Dated at Wellington this 15th day of February 2010.
Grant Spencer,
Deputy Governor.
Statement of reasons
This notice, which comes into force on the day after the date of its notification in the Gazette, amends the Deposit Takers (Moratorium) Exemption Notice 2009, which exempts certain entities from the requirement to have a credit rating. The notice inserts the names of 4 new entities to the list of exempted entities. These are entities that have previously issued debt securities to members of the public, but that are now in a moratorium approved by their stockholders and have not yet repaid all of their depositors, and are deemed to be deposit takers by section 157C(3) of the Reserve Bank of New Zealand Act 1989 (the Act). The notice also omits the names of 3 entities that no longer meet the definition of deposit takers as they do not have any outstanding debt securities.
The Bank, after taking into account the principles set out in section 157F of the Act, and satisfying itself as to the matters set out in section 157G(2) of the Act, considers it appropriate to grant the exemption in relation to the 4 new entities because—
the additional direct and indirect costs of obtaining a credit rating are unduly onerous and burdensome in the circumstances.
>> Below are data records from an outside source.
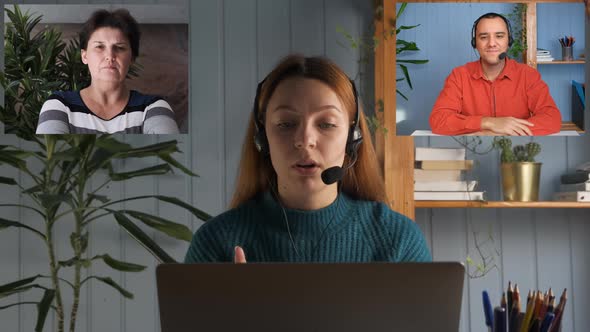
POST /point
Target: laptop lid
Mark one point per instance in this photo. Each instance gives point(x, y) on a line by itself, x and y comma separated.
point(310, 297)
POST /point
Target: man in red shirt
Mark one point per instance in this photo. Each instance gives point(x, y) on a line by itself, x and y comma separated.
point(495, 95)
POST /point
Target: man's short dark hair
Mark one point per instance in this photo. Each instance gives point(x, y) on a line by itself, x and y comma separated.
point(118, 19)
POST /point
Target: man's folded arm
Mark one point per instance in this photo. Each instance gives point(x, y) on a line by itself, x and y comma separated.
point(446, 117)
point(544, 113)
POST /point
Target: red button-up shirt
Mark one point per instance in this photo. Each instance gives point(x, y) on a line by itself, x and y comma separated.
point(518, 92)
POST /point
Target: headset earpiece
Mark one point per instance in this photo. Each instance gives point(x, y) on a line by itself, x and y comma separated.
point(355, 137)
point(260, 140)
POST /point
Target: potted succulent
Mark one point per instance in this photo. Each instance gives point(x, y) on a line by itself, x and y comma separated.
point(520, 173)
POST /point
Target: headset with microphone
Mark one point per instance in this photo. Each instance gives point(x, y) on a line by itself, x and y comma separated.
point(493, 15)
point(353, 141)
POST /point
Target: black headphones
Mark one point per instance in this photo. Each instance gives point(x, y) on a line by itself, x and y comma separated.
point(354, 140)
point(492, 15)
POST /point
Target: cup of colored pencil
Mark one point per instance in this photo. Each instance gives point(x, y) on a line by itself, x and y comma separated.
point(542, 312)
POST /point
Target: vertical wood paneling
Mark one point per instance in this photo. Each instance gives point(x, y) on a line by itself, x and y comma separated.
point(140, 284)
point(580, 256)
point(273, 20)
point(448, 226)
point(307, 27)
point(341, 13)
point(240, 45)
point(207, 137)
point(34, 258)
point(106, 312)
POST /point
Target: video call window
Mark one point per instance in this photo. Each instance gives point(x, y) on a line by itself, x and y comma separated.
point(131, 76)
point(444, 37)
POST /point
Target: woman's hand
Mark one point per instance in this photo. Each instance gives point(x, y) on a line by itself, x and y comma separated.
point(239, 255)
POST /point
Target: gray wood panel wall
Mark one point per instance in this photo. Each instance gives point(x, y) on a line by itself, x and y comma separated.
point(234, 43)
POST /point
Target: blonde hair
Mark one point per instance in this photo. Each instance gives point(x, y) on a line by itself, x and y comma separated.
point(256, 174)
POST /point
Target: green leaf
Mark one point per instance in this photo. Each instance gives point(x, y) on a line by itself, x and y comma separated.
point(9, 181)
point(50, 201)
point(401, 94)
point(101, 198)
point(165, 226)
point(110, 144)
point(417, 62)
point(196, 212)
point(143, 239)
point(5, 223)
point(120, 265)
point(41, 214)
point(16, 284)
point(406, 27)
point(173, 162)
point(73, 261)
point(406, 75)
point(34, 189)
point(172, 200)
point(401, 10)
point(112, 283)
point(153, 170)
point(43, 308)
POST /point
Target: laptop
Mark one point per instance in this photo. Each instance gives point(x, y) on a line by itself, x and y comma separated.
point(310, 297)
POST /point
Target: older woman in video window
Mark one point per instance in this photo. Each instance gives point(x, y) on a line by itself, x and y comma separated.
point(109, 44)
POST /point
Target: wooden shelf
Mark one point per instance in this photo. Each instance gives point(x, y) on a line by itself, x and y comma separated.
point(559, 62)
point(500, 204)
point(568, 126)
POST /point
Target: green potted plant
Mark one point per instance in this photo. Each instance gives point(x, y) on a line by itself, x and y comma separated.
point(56, 172)
point(520, 173)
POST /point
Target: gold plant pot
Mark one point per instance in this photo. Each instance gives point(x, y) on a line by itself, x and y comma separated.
point(520, 181)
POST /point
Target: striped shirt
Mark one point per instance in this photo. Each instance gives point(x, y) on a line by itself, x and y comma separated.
point(64, 112)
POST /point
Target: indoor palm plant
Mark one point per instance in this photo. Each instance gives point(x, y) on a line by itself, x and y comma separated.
point(62, 178)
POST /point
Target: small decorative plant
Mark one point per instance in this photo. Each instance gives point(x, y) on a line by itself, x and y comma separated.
point(520, 153)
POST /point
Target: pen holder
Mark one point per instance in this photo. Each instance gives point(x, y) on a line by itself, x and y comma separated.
point(567, 53)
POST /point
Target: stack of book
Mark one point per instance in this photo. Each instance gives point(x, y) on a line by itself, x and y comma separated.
point(544, 55)
point(438, 176)
point(575, 186)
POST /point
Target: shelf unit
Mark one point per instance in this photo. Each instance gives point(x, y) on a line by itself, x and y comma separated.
point(560, 62)
point(500, 204)
point(530, 55)
point(396, 153)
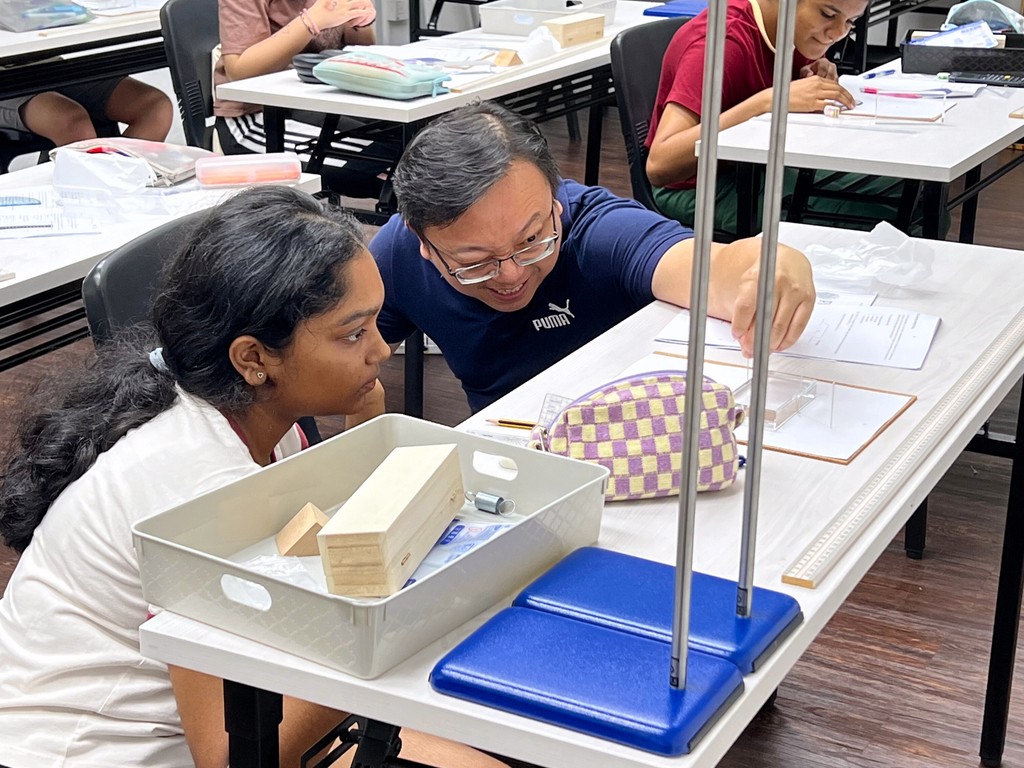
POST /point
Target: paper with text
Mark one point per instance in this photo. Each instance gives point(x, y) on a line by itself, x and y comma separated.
point(840, 423)
point(871, 335)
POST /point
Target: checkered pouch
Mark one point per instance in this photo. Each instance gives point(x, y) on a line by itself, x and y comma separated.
point(633, 426)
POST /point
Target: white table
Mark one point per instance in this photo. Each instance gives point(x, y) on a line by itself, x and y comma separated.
point(937, 154)
point(553, 88)
point(798, 497)
point(49, 272)
point(107, 46)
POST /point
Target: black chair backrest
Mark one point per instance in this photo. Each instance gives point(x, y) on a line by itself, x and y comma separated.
point(118, 291)
point(636, 68)
point(192, 30)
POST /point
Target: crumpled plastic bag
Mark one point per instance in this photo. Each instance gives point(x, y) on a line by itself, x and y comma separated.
point(999, 18)
point(26, 15)
point(884, 256)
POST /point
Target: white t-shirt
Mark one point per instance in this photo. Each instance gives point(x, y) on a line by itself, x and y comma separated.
point(75, 691)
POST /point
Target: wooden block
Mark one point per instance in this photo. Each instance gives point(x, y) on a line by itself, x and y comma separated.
point(577, 28)
point(298, 538)
point(506, 57)
point(378, 538)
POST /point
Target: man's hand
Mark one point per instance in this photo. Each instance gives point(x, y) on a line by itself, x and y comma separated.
point(794, 294)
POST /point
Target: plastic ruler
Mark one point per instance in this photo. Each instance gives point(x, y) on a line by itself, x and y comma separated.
point(812, 566)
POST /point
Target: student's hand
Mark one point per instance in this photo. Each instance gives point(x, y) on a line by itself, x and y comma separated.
point(822, 69)
point(794, 296)
point(330, 13)
point(814, 92)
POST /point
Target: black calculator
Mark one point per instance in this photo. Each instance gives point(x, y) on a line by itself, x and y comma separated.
point(1010, 80)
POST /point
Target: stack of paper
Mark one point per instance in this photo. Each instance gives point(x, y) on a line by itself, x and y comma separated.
point(876, 336)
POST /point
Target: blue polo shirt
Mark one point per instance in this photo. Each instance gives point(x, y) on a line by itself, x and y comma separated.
point(605, 265)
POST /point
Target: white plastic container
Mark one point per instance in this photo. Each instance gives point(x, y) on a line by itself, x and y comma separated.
point(243, 170)
point(522, 16)
point(185, 553)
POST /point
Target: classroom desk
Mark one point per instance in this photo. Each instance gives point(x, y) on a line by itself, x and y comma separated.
point(546, 91)
point(983, 340)
point(937, 154)
point(107, 46)
point(49, 273)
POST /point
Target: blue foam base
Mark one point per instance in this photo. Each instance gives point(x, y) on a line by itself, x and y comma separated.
point(636, 596)
point(588, 678)
point(677, 8)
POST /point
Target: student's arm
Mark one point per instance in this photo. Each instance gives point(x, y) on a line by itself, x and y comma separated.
point(733, 286)
point(673, 153)
point(201, 705)
point(274, 52)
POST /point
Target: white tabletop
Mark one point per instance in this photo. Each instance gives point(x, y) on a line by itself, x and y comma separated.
point(974, 130)
point(286, 90)
point(42, 263)
point(93, 33)
point(798, 498)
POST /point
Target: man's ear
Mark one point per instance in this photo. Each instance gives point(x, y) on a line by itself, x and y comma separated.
point(252, 359)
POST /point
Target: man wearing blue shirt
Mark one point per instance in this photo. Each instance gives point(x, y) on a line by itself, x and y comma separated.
point(508, 267)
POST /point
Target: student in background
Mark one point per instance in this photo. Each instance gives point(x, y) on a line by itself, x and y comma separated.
point(258, 37)
point(747, 92)
point(266, 313)
point(71, 114)
point(509, 267)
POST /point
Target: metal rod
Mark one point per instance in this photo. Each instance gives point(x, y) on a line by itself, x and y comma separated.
point(711, 109)
point(766, 299)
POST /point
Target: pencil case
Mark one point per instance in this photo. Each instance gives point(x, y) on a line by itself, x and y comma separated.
point(633, 426)
point(236, 170)
point(377, 75)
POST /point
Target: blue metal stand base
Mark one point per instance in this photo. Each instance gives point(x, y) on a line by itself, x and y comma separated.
point(635, 596)
point(588, 678)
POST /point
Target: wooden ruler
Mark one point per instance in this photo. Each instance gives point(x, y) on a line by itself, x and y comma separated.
point(845, 527)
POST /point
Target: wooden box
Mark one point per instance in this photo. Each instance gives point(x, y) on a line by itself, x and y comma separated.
point(378, 538)
point(577, 28)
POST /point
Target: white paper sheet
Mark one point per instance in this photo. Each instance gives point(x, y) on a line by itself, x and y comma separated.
point(837, 426)
point(46, 219)
point(870, 335)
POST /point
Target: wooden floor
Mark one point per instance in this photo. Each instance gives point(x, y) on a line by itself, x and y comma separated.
point(897, 677)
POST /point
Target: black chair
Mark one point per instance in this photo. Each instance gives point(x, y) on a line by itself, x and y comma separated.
point(15, 143)
point(192, 30)
point(636, 68)
point(118, 291)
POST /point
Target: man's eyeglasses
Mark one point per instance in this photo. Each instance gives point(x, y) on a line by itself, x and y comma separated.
point(484, 270)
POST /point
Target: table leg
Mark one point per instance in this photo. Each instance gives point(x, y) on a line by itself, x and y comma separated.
point(936, 194)
point(914, 531)
point(969, 212)
point(594, 125)
point(414, 375)
point(1008, 612)
point(251, 719)
point(273, 124)
point(747, 203)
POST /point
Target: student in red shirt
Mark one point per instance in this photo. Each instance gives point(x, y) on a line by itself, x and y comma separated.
point(747, 92)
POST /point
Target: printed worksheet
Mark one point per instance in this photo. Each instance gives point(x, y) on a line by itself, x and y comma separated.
point(871, 335)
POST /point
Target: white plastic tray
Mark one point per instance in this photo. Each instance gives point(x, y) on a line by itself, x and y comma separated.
point(522, 16)
point(185, 553)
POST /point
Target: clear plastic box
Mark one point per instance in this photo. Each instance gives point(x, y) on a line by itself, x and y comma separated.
point(187, 554)
point(785, 396)
point(522, 16)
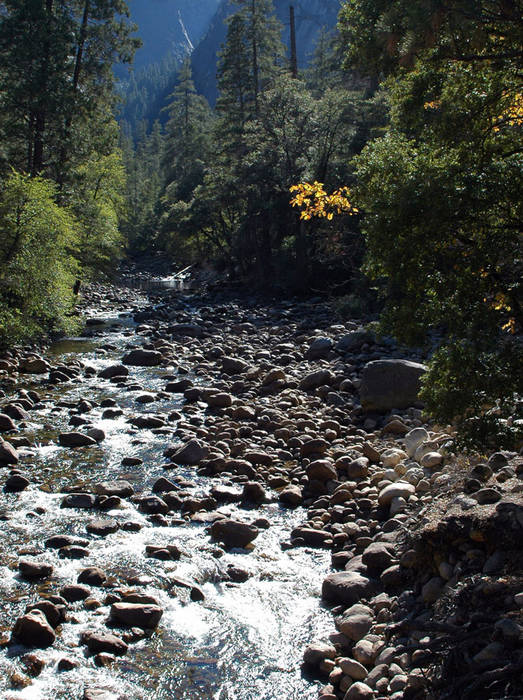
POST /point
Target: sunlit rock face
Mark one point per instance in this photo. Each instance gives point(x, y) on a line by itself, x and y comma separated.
point(165, 26)
point(311, 17)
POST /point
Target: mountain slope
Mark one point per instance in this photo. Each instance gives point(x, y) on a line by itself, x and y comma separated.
point(165, 26)
point(311, 17)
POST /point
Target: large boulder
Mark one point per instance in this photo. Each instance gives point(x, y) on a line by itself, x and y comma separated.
point(387, 384)
point(233, 533)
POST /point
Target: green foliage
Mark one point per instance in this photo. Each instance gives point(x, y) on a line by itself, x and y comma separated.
point(98, 203)
point(37, 267)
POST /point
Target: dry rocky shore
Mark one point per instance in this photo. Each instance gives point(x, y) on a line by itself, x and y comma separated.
point(283, 403)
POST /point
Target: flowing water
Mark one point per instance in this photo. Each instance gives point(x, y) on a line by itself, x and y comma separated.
point(242, 642)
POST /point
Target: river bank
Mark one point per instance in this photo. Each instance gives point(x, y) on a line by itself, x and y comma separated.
point(181, 480)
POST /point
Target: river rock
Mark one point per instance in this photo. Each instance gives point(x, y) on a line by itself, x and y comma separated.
point(114, 371)
point(346, 588)
point(353, 340)
point(101, 694)
point(74, 592)
point(319, 348)
point(359, 691)
point(353, 668)
point(291, 495)
point(75, 439)
point(387, 384)
point(234, 365)
point(99, 643)
point(78, 500)
point(487, 495)
point(59, 541)
point(92, 576)
point(102, 527)
point(54, 614)
point(34, 569)
point(356, 622)
point(355, 469)
point(413, 439)
point(33, 630)
point(321, 470)
point(143, 358)
point(152, 505)
point(400, 489)
point(16, 483)
point(312, 537)
point(233, 533)
point(253, 492)
point(136, 615)
point(316, 379)
point(317, 652)
point(8, 454)
point(34, 365)
point(6, 423)
point(378, 556)
point(97, 434)
point(191, 453)
point(178, 387)
point(147, 422)
point(219, 400)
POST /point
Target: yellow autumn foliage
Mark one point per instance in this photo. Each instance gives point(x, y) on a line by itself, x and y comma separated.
point(315, 202)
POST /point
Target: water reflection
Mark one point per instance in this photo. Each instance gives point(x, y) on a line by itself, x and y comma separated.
point(243, 642)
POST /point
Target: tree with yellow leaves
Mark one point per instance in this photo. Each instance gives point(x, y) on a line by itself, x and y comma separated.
point(314, 201)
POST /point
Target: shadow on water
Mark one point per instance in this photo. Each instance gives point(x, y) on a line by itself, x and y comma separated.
point(242, 642)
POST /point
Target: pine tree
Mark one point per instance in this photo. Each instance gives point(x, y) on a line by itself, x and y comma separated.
point(56, 77)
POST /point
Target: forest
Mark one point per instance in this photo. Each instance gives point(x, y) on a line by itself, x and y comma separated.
point(261, 349)
point(413, 110)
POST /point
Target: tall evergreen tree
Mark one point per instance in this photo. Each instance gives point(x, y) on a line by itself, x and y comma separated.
point(56, 77)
The relevant circumstances are that the deposit taker is unable to accept deposits from the general public as a condition of the exemption, and existing depositors have agreed not to withdraw their deposits until they fall due under the new arrangement. In these circumstances, a credit rating is not likely to provide material additional benefits to depositors:
the exemption is conditional on the exempted deposit taker not issuing any further debt securities to the public, but at the same time it does not preclude the possibility of investment, for example, by a wealthy or experienced investor, that may assist an entity in moratorium; therefore the exemption is not broader than is reasonably necessary to address the matters that gave rise to the exemption.